Gemini 3.x models reason before responding. The parameter changed in 2026: integer thinking_budget is gone; use string thinking_level ∈ {minimal, low, medium, high}. Default for 3.5 Flash is medium. For transcription / classification / extraction tasks, pass thinking_level='minimal' or the model will silently spend output tokens on reasoning (symptom: empty response with finishReason=MAX_TOKENS).

response = invoke_gemini(
    prompt="Transcribe this image.",
    model="flash",
    image_path="/tmp/screenshot.png",
    max_output_tokens=4000,
    thinking_level="minimal",  # don't burn output budget on reasoning
)

Error Handling

response = invoke_gemini(prompt="...", model="flash")
if response is None:
    print("API call failed — check credentials")

result = generate_image("...")
if result is None:
    print("Image generation failed — check credentials or try again")

Common issues: Missing API key → see Setup.
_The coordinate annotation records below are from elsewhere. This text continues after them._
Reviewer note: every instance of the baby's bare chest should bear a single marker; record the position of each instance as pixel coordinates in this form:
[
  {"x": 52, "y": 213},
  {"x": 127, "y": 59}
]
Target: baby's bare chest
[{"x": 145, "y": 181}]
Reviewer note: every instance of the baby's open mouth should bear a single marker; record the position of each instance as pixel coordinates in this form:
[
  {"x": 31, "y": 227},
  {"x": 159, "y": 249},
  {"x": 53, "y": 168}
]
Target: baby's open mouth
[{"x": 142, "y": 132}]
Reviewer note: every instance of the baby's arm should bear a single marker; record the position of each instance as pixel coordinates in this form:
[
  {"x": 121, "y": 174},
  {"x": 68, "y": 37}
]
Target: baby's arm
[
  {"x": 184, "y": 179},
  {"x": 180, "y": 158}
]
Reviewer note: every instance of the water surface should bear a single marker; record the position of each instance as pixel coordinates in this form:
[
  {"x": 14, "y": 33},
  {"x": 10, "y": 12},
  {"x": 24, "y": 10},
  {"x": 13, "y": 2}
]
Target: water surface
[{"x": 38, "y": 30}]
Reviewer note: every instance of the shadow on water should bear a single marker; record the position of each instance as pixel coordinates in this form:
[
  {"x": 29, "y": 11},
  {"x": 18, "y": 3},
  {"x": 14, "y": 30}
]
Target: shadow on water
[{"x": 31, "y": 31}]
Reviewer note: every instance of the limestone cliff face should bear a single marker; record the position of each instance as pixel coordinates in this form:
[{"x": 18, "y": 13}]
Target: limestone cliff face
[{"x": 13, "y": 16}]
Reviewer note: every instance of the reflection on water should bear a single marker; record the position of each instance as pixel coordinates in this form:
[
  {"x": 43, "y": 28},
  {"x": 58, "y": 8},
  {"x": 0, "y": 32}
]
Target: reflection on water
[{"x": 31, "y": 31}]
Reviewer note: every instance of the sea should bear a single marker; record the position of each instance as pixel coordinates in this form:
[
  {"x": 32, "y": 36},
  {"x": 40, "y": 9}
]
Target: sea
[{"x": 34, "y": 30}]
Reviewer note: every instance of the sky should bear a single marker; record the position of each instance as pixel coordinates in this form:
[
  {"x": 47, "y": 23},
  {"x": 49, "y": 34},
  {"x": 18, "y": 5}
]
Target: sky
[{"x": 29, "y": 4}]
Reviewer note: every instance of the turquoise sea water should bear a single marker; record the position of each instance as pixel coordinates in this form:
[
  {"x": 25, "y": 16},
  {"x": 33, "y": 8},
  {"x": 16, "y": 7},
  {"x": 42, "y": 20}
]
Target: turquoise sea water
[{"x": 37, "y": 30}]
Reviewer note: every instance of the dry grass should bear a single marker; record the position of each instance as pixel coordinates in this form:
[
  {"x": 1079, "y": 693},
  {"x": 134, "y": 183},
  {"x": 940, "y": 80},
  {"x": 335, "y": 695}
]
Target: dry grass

Rate limit → auto-retries with backoff. Network error → returns None.

Advanced Features

Custom Generation Config

response = invoke_gemini(
    prompt="Write a haiku",
    model="flash",                  # gemini-3.5-flash
    temperature=0.9,
    max_output_tokens=200,
    top_p=0.95,
    thinking_level="low",           # haiku is short; modest reasoning is fine
)

Multi-modal Input

from pydantic import BaseModel
from gemini_client import invoke_with_structured_output

class ImageDescription(BaseModel):
    objects: list[str]
    scene: str
    colors: list[str]

result = invoke_with_structured_output(
    prompt="Describe this image",
    pydantic_model=ImageDescription,
    image_path="/mnt/user-data/uploads/photo.jpg"
)

See references/advanced.md for more patterns.

Troubleshooting

"No credentials configured": Create /mnt/project/proxy.env with CF credentials, or add GOOGLE_API_KEY.txt.

CF Gateway 401/403: Verify CF_API_TOKEN has AI Gateway permissions. If not using BYOK, add GOOGLE_API_KEY to proxy.env.

Import errors: uv pip install requests pydantic

Image generation returns None: Check credentials. If persistent, try model="nano-banana-2" (more reliable than image-pro). Check for content policy blocks in error output.